In my years as a critic, I’ve always managed to resist the urge to walk out on bad movies. There’s a professional obligation to sit through the worst of the worst and force myself to endure the bad in the hope that you don’t have to. It was a particularly difficult struggle of endurance and will to not walk out of Fifty Shades Darker, however, one that took the full suppression of my every instinct, every desire, and every sense of decency to overcome. Somehow, I managed it.
Fifty Shades Darker is less a film than a cinematic ramble, a series of flimsily conceived scenes strung together by the loosest of plots as an excuse to get from one passionless sex scene to the next. In between the blistering mediocrity of the sex—which, I gather, is a large part of the appeal of the E.L. James novels—is a story so irredeemably pointless that the only limits pushed are the limits of audience patience.
What little plot there is to be found within Fifty Shades Darker can be summarized as an abuser, Christian Grey (Jamie Dornan) wins his former victim, Anastasia Steele—good lord, I can’t even type that name with a straight face—(Dakota Johnson) back by swearing he’s changed. Never mind that she, rightly, walked out of his posh penthouse and reclaimed both her independence and dignity not so long ago. No, he means it. Honestly. This time it’s different.
For a film that’s ostensibly playing to the fantasies of its female audience, it certainly does presume the worst. I suppose you could argue that there’s something mildly empowering about taking a billionaire who’s so enthralled by power that he systematically breaks down the psyches of women for his own gratification and flipping him so hard that he literally gets on his knees and begs for forgiveness. Had the script deigned to offer a more nuanced portrayal of this power struggle, I might give that some consideration.
Instead, we’re meant to just accept that Anastasia is making the right decision. Never mind that it’s exceptionally creepy that Christian is still sending her flowers. Never mind that he purchases large photographs of her from an art show to keep “strangers” from looking at her. Never mind that he buys the company she works for. These are all good and romantic gestures, and not at all the moves of an obsessive stalker.
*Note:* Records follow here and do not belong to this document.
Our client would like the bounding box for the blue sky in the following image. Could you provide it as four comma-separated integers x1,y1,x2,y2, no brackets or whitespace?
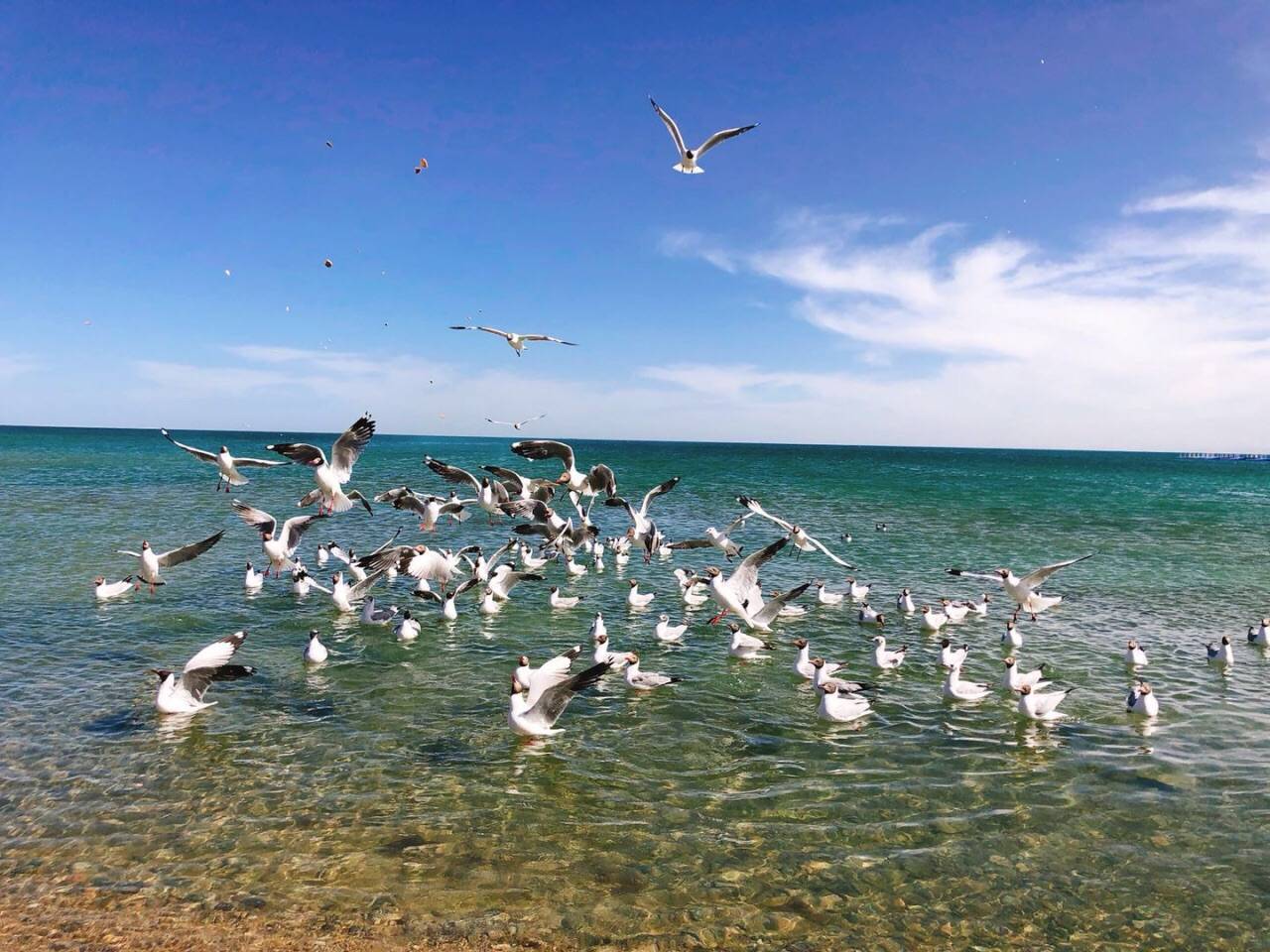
0,3,1270,449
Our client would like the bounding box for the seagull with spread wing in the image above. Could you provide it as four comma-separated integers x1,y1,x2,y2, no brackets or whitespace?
119,530,225,595
949,552,1097,621
512,439,617,496
159,430,290,493
648,96,758,176
736,496,856,568
266,414,375,513
234,499,326,576
449,323,577,360
485,414,546,430
150,631,255,715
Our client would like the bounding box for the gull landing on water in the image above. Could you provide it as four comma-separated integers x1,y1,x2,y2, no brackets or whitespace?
449,323,577,360
159,430,290,493
648,96,758,176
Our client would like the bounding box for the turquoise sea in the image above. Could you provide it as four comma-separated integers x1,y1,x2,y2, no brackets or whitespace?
0,427,1270,949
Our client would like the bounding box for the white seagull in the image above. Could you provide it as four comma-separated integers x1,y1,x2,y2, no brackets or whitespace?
449,323,577,360
159,430,289,493
150,631,253,715
118,530,225,595
648,96,758,176
266,414,375,513
234,499,326,576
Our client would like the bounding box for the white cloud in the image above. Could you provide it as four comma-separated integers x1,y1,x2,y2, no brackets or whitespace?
654,174,1270,449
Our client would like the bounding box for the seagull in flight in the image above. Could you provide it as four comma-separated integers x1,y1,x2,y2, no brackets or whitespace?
648,96,758,176
234,499,326,576
507,661,608,738
159,430,290,493
449,323,577,360
150,631,255,715
949,552,1097,621
118,530,225,595
266,414,375,513
485,414,546,430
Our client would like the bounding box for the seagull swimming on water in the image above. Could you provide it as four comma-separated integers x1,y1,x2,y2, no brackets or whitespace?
150,631,254,715
159,430,290,493
648,96,758,176
266,414,375,513
449,323,577,360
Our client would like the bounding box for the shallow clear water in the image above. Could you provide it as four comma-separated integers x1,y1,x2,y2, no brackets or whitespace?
0,429,1270,948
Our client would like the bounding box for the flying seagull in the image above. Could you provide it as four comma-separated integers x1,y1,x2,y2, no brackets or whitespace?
159,430,290,493
266,414,375,513
449,323,577,357
150,631,255,713
648,96,758,176
119,530,225,595
485,414,546,430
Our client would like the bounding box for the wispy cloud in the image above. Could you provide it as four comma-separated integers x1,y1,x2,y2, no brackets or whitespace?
658,167,1270,448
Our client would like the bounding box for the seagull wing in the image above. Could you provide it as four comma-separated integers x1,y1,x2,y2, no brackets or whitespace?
423,456,480,493
159,430,216,463
526,661,608,727
512,439,574,470
159,530,225,568
648,96,689,155
1019,552,1097,589
232,499,278,538
266,443,326,467
695,122,758,159
330,414,375,482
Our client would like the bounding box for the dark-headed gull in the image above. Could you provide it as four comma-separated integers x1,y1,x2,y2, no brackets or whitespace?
159,430,290,493
648,96,758,176
266,414,375,513
449,323,577,360
234,499,326,576
119,530,225,595
150,631,253,715
507,662,608,738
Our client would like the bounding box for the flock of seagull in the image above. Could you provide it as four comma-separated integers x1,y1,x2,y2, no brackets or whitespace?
94,414,1270,738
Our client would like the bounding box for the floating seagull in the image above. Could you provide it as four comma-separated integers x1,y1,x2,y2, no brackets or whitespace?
118,530,225,595
944,665,989,701
159,430,290,493
949,552,1097,621
626,579,657,608
1124,639,1147,667
648,96,758,176
671,513,753,562
513,645,586,707
1204,635,1234,667
727,622,772,661
449,323,577,357
232,499,326,576
548,585,583,608
653,615,689,641
512,439,617,496
507,663,608,738
266,414,375,513
940,639,970,667
1019,684,1076,721
92,575,132,602
305,629,330,663
736,496,867,571
242,562,264,591
818,681,872,724
625,652,684,690
1002,654,1049,690
485,414,546,430
872,635,908,670
150,631,253,715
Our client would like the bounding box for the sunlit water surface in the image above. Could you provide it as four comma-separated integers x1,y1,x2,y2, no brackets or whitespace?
0,429,1270,948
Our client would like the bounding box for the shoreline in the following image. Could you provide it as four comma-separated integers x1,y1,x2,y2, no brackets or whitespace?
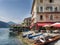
17,33,60,45
17,34,34,45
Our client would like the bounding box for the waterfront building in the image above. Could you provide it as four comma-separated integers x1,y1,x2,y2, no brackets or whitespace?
23,17,31,27
30,0,60,30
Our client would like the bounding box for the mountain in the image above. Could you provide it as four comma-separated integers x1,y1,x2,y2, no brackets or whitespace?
0,21,10,28
8,21,16,25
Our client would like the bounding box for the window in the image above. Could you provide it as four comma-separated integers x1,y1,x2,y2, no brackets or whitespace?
50,15,53,20
50,7,53,11
40,15,43,20
40,0,43,3
49,0,53,3
39,7,43,12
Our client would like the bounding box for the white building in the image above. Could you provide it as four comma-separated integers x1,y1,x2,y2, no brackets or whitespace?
31,0,60,28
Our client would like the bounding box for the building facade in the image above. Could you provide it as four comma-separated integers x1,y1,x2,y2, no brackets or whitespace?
31,0,60,28
24,17,31,27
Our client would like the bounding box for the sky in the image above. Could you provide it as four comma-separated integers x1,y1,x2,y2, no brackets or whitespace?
0,0,33,23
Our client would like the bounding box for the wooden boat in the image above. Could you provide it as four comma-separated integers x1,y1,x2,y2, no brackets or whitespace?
34,36,60,45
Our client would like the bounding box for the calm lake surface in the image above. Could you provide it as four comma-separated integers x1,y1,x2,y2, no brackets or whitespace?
0,28,22,45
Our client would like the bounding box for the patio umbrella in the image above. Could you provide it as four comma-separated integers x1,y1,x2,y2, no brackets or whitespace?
51,23,60,28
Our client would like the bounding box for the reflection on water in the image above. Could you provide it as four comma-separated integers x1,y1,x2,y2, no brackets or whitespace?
0,28,22,45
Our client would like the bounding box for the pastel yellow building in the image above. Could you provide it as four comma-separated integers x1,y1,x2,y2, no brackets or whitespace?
31,0,60,30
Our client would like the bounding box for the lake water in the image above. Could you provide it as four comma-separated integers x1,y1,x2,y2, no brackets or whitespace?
0,28,22,45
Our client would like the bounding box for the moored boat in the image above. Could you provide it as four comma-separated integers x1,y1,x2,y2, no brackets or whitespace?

Jesus Christ, if he were poor and ugly, this would be a thriller and not a romance.
It’s made all the worse by the fact that Dornan and Johnson have somewhere in the range of zero chemistry. Neither of them look particularly interested in being there, and both plod through with all the gusto you’d expect of someone who committed to plans they had no interest in and realized too late they couldn’t get out of. Neither of them are bad at their jobs, overall—Dornan was brilliant in The Fall, and Johnson was endearingly lovable in How to Be Single—but both of them are bad here.
Maybe not career-ending-bad, but the taint of their involvement will surely follow them as their careers continue to grow. They are, at this point, indelibly linked to the roles of Christian Grey and Anastasia Steele in the same way that Robert Pattinson and Kristen Stewart can’t quite seem to step out from the shadows of Twilight, the sappy vampire love story which inspired James to write the internet fan-fiction that later became the Fifty Shades series.
Not even Kim Basinger, playing a Grey family friend who systematically sexually abused a young Grey, can elevate the rambling drivel of this script. She not only phones it in, she barely looks present; instead she comes off as an impersonation of a bad Kim Basinger impersonator. This was probably the best should do with the material she was given, the source for which is one of the finest examples of aberrant pop culture phenomena in the history of pop culture.
There’s no saving grace here, nothing to maintain your interest. As far as flashes in pans go, the Fifty Shades fire burnt out years ago, making this a fine example of both too little and too late. By the time you get to the mid-credits trailer for next year’s Fifty Shades Freed, the prospect of spending another two hours in this insipid world feels like nothing less than a direct threat to your well-being and sanity. It’s already been made, it’s happening, there’s nothing we can do to stop it. This movie can earn a fraction of its $55 million budget, and still we’ll be subjected to more.
I weep for Johnson and Dornan. If this is what passes for romance these days, I weep for us all.
Fifty Shades Darker is now playing in theaters everywhere.